Das Angebot an Haltern und weiterem Zubehör wird laut André Meissner von Intercycle ausgebaut. Ein vielseitiges Befestigungs-Equipment ist laut Arzu Aktas von BHS Binkert für die meisten Kunden unverzichtbar. Zusammengefasst rechnen die Befragten mit kompakteren und leistungsfähigeren Geräten.
Verkaufstipps
Worauf sollten Händler beim Verkauf von Action-Cams achten? Stellvertretend für viele empfiehlt Arzu Aktas eine ausführliche Beratung. Wichtig sei eine Bedarfsabklärung. Jemand, der seine Erlebnisse schnell über Facebook teilen wolle und mehrere Sportarten betreibe, wolle etwa die Action-Cam auch im Grundpreis bereits mit diversen Befestigungen ausgestattet haben, erklärt Jungfleisch. Hier gebe es bereits im Mittelpreissegment gute Geräte mit verschiedenen Befestigungen in der Basisversion. Der Verkäufer sollte laut Aktas zudem auf die Bildqualität und Auflösung der Kamera achten.
David Sieber von Hama verspricht Zusatzverkäufe beim Verkauf von Action-Cams; das Zubehör sollte dafür aber auch an Lager sein. Zudem sei geschultes Personal wichtig, um die Unterschiede der Modelle erklären zu können. Laut Romain Walt von Garmin sollten die Verkäufer zumindest die Kamera einmal selbst ausprobiert haben, um die Kunden beraten zu können. Laut Chris Jungfleisch von Maptaq sollte der Verkäufer etwa die Bedienbarkeit über Smartphone- oder Tablet-Apps zeigen. Auch sei der Service sehr wichtig.

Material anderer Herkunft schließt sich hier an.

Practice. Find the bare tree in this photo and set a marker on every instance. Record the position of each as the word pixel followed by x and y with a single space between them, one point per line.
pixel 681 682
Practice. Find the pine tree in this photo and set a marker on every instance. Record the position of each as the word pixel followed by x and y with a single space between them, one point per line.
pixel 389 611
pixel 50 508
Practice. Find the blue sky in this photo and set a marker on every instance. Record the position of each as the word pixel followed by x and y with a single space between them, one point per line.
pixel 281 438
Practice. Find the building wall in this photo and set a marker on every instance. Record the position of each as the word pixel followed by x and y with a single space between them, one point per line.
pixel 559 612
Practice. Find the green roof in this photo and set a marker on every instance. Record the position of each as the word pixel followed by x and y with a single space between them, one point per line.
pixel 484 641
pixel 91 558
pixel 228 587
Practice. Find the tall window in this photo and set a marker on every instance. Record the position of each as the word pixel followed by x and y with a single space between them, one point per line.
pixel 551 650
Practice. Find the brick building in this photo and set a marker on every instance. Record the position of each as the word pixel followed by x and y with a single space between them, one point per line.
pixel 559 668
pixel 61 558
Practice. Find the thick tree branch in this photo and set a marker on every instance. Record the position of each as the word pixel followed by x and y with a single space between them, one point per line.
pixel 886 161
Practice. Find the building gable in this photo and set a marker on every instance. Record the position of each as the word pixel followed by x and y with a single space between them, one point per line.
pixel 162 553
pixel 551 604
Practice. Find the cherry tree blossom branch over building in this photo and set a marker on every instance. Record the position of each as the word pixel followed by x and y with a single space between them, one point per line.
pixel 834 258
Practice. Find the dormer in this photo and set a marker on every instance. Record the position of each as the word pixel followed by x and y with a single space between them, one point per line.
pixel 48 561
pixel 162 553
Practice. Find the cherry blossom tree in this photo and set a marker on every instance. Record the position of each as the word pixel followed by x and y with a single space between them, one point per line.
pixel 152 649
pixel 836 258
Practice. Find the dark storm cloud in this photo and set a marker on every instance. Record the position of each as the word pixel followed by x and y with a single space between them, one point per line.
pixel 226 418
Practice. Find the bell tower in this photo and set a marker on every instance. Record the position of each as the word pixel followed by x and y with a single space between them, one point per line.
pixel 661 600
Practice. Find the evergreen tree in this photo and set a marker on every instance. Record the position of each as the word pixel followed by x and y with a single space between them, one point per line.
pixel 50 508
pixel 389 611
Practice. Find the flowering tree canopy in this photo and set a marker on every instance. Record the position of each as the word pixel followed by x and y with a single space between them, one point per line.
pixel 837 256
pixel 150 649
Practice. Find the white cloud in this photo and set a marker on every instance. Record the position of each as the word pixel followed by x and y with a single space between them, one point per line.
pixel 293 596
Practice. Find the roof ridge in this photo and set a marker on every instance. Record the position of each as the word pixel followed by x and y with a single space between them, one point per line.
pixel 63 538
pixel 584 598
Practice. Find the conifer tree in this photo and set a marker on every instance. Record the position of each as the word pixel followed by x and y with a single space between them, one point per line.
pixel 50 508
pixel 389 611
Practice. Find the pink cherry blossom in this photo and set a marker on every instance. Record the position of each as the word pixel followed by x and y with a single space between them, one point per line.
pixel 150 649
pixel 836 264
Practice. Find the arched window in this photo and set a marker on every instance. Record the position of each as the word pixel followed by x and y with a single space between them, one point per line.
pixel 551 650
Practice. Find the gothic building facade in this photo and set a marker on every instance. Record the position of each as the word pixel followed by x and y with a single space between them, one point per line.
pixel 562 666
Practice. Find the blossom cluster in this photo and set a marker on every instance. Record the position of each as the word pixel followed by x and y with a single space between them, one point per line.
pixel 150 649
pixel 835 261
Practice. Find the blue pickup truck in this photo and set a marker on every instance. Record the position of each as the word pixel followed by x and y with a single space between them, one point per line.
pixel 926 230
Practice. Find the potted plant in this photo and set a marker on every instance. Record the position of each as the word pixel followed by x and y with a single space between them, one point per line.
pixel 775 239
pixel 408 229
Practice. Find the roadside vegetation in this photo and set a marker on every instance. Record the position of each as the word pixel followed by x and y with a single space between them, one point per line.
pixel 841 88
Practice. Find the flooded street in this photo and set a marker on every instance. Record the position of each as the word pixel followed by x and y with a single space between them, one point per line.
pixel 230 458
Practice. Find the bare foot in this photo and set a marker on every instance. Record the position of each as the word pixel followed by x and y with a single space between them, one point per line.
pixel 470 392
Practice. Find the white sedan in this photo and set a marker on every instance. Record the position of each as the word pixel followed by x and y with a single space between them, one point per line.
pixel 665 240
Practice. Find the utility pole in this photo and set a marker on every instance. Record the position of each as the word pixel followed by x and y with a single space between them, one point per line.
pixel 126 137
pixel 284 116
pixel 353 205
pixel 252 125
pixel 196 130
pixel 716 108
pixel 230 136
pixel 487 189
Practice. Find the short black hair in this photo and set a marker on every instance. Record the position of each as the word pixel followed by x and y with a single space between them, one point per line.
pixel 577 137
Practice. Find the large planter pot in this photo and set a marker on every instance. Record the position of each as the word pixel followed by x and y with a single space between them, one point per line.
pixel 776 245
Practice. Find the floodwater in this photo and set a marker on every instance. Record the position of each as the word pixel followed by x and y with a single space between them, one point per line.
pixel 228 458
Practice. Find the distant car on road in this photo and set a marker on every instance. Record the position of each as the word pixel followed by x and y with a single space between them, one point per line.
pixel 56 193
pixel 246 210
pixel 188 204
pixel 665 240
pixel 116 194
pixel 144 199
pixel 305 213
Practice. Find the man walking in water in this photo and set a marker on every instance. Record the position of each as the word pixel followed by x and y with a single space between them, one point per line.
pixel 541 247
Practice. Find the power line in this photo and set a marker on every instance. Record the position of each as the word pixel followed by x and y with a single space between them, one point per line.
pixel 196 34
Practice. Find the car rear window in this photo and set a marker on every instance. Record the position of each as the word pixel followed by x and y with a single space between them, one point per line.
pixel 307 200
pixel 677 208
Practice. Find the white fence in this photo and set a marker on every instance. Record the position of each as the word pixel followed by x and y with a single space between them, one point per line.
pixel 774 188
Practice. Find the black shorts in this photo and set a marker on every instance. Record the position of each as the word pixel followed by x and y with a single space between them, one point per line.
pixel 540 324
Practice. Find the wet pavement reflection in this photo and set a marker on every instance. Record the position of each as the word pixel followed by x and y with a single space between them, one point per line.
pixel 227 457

André Meissner von Intercycle erwähnt, dass Verkäufer, die ein Gopro-POP-Display im Laden ausgestellt hätten, viel bessere Verkaufszahlen auswiesen als solche ohne entsprechendes Display. Meissner empfiehlt zudem, nicht zu technisch zu beraten, sondern bei den Grundlagen zu bleiben. Dafür solle der Verkäufer den Kunden auf emotionaler Ebene begeistern und Dinge wie Gratis-Apps, Editier-Programme oder die Verbindung zu Social Media erwähnen. Auch ein Verweis auf Speicherkarten und zusätzliches Zubehör dürfe nicht fehlen. Zum Schluss bemerkt Meissner, die Kamera solle zu einem konkurrenzfähigen Preis angeboten werden, jedoch ohne die Preise zu unterbieten. Schliesslich habe gute Beratung ihren Preis.